The company had earlier been promising expensive participation in all manner of projects in hopes of winning officials over to their side in the dispute over the Nigeria-Sao Tome and Principe Joint Development Zone block allocations, where XOM ultimately turned down two 25 percent alolocations in any two of the five blocks on offer in the 2004 round, most of which were eventually won by ERHC Energy.
ExxionMobil had repeatedly delayed the awards as it issued demands that it be allowed to bid after the deadline and actually become the operator with JV partner Anadarko of Block 4. Operatorship and some 60 percent of Block 4 was awarded to a consortium of Noble Energy and ERHC Energy, both of Houson, instead.
The story in today's Guardian is the first in a long time on the XOM subsidiary Mobil Oil of Nigeria's future activities in the region, where it faces any number of probes for bribery, corruption and cheating the governments where it operates:
American oil firm, Mobil, forecloses investment in Nigeria's refineries
by Sulaimon Salau
DESPITE attempts by the Federal Government to woo oil multi-nationals into equity participation in the nation's refineries, Mobil Oil Nigeria Plc said it would not invest in onshore refineries.
The company based it reason on the poor state of the nation's four refineries located in Port-Harcourt, Warri and Kaduna respectively.
Chairman, Managing Director of Mobil Oil, Mr.
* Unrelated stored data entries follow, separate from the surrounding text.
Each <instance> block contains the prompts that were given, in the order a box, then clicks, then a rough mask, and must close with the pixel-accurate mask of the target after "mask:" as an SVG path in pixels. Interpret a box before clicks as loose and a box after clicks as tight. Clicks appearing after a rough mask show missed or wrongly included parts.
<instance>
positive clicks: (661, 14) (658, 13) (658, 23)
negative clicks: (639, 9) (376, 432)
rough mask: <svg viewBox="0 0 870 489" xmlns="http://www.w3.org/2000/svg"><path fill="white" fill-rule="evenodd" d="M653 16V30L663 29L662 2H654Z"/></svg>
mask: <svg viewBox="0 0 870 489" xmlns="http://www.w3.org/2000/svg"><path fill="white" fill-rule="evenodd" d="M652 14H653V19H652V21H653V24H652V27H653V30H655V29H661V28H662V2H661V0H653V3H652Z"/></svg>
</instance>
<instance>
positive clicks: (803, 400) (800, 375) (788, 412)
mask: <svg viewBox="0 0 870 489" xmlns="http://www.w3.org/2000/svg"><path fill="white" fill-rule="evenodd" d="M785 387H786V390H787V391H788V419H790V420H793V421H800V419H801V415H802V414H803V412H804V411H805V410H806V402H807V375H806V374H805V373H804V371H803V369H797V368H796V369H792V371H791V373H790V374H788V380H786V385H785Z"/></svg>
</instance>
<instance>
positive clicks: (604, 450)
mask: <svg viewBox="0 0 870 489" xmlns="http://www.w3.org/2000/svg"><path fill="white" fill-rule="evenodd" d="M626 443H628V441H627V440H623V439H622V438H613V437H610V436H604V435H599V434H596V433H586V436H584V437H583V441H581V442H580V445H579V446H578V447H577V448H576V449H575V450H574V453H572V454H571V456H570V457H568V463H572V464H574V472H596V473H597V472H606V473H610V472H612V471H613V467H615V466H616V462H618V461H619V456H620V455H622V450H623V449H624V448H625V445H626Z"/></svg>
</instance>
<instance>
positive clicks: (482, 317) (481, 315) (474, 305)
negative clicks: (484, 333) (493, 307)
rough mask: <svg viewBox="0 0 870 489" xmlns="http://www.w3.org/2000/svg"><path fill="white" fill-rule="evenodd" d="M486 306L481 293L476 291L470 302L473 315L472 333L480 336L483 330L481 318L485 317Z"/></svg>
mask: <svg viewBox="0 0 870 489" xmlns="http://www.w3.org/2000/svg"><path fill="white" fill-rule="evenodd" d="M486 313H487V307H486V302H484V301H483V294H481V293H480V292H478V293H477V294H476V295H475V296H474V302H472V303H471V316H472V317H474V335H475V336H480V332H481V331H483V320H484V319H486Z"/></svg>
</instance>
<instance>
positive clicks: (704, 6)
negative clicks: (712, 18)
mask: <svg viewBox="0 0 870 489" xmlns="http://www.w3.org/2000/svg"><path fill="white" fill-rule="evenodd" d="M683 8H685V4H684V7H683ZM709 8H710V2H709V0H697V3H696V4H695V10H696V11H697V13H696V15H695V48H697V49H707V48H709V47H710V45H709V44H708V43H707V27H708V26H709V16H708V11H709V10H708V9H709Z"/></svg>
Olumide Onakoya, said the comatose status of the nation's refineries made them to be investment unfriendly.
Onakoya, who was speaking at the company's yearly general meeting held Tuesday in Lagos, said Mobil has done so much to resuscitate the plants but yet the situation remains static.
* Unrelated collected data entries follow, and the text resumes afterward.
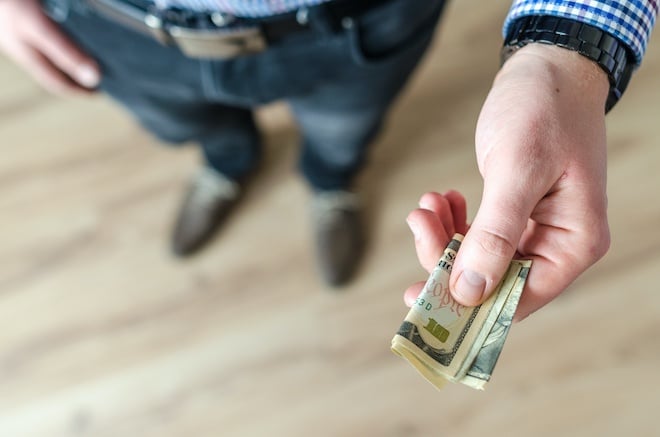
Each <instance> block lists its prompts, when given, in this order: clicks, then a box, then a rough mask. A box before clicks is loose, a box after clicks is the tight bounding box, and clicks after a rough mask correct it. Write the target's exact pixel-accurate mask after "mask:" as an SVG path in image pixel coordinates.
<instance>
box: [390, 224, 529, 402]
mask: <svg viewBox="0 0 660 437" xmlns="http://www.w3.org/2000/svg"><path fill="white" fill-rule="evenodd" d="M462 241H463V236H462V235H460V234H456V235H454V237H453V238H452V240H451V242H450V243H449V245H448V246H447V248H446V249H445V251H444V253H443V255H442V258H440V261H439V262H438V264H437V266H436V268H435V269H434V270H433V272H431V275H430V277H429V279H428V281H427V282H426V284H425V285H424V288H423V290H422V292H421V293H420V295H419V297H418V298H417V300H416V301H415V303H414V304H413V306H412V307H411V308H410V311H409V312H408V315H407V316H406V318H405V320H404V321H403V324H402V325H401V328H400V329H399V331H398V332H397V333H396V335H395V336H394V338H393V339H392V351H393V352H394V353H396V354H398V355H400V356H401V357H403V358H404V359H405V360H407V361H408V362H409V363H410V364H412V366H413V367H415V369H417V371H419V373H421V374H422V375H423V376H424V377H425V378H426V379H427V380H429V382H431V383H432V384H433V385H435V386H436V387H437V388H441V387H442V386H443V385H444V383H445V382H446V381H452V382H460V383H463V384H465V385H468V386H470V387H472V388H476V389H479V390H483V389H484V385H485V384H486V383H487V382H488V381H489V380H490V377H491V375H492V373H493V369H494V367H495V364H496V363H497V359H498V357H499V356H500V352H501V351H502V347H503V346H504V341H505V340H506V336H507V334H508V332H509V327H510V326H511V321H512V319H513V316H514V314H515V312H516V308H517V306H518V301H519V300H520V295H521V294H522V291H523V287H524V285H525V280H526V279H527V274H528V273H529V268H530V267H531V264H532V262H531V261H520V260H513V261H512V262H511V264H510V265H509V269H508V271H507V273H506V275H505V276H504V278H503V279H502V281H501V282H500V284H499V285H498V287H497V289H496V290H495V292H493V294H492V295H491V296H490V297H489V298H488V299H487V300H486V301H485V302H484V303H482V304H481V305H479V306H477V307H465V306H463V305H460V304H459V303H457V302H456V301H455V300H454V299H453V298H452V297H451V294H450V293H449V274H450V273H451V269H452V266H453V264H454V259H455V258H456V253H457V252H458V249H459V247H460V246H461V242H462Z"/></svg>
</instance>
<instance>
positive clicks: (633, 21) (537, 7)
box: [502, 0, 660, 65]
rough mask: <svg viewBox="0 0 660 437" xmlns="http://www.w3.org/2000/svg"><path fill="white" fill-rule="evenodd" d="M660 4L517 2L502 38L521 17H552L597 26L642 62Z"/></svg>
mask: <svg viewBox="0 0 660 437" xmlns="http://www.w3.org/2000/svg"><path fill="white" fill-rule="evenodd" d="M659 2H660V0H633V1H614V0H581V1H562V0H514V2H513V4H512V5H511V9H510V10H509V14H508V15H507V18H506V20H505V22H504V28H503V30H502V32H503V34H504V35H506V34H507V32H508V30H509V27H510V26H511V25H512V24H513V23H514V22H515V21H516V20H517V19H518V18H521V17H526V16H529V15H552V16H556V17H564V18H571V19H574V20H578V21H581V22H583V23H587V24H590V25H592V26H596V27H598V28H599V29H601V30H603V31H605V32H608V33H609V34H611V35H612V36H614V37H616V38H618V39H619V40H620V41H621V42H623V43H624V44H626V45H627V46H628V47H629V48H630V51H631V52H632V53H633V54H634V55H635V60H636V62H637V65H639V64H640V63H641V62H642V58H643V57H644V52H645V51H646V45H647V44H648V40H649V37H650V36H651V30H653V26H654V24H655V19H656V16H657V14H658V3H659Z"/></svg>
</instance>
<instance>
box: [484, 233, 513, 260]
mask: <svg viewBox="0 0 660 437" xmlns="http://www.w3.org/2000/svg"><path fill="white" fill-rule="evenodd" d="M477 242H478V244H479V246H480V247H481V248H482V249H483V251H484V252H486V253H488V254H489V255H491V256H495V257H498V258H510V257H511V256H513V254H514V253H515V251H516V245H515V244H513V242H512V239H511V238H510V237H508V236H506V235H504V234H503V233H502V232H499V231H496V230H493V229H480V230H479V231H478V234H477Z"/></svg>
This development, he said would not allow the company to invest in such facilities since profit will not be guaranteed by the company.
Among other things, he said, "we have been working very closely with the Nigerian National Petroleum Corporation (NNPC). In 1998, we made research and recommendations to NNPC on Warri refinery to improve its technical efficiency, but regrettably, nothing has been done by the government. The way our refineries are today, we cannot invest our shareholders' fund on such investment that will not yield profit."
Although, he noted that the refineries are "great national assets" that must be protected and ensure that they are in good form.
Earlier, Onakoya, in his speech to shareholders, said that the efforts on deregulating the oil and gas industry had only experienced limited progress due to reluctance to embrace a change in the sector, allaying hope that deregulation would inevitably come to the petroleum downstream sector and bring improve competition, higher operating standards and increased customer focus and value pricing.
He also noted that despite the encouragement on regulatory control and subsidies in the downstream petroleum sector over the years, the result has been that our refineries, supply and distribution infrastructures like petroleum jetties, pipelines and depots have become inefficient due to inadequate investment.
The Mobil boss, therefore urged that, beyond privatising the refineries, the entire supply and distribution infrastructure should be fully privatised to enable the country attract the necessary investments that would unleash its full potential in the sector.
Meanwhile, the Group Managing Director of NNPC, Dr. Funso Kupolokun, had recently in Lagos expressed that all the refineries in the country are now working, noting that none of them is working below 80 per cent capacity.
Experts had, however, attributed the problems of the refineries to unadherence to specified standards and incompetent hands handling the projects.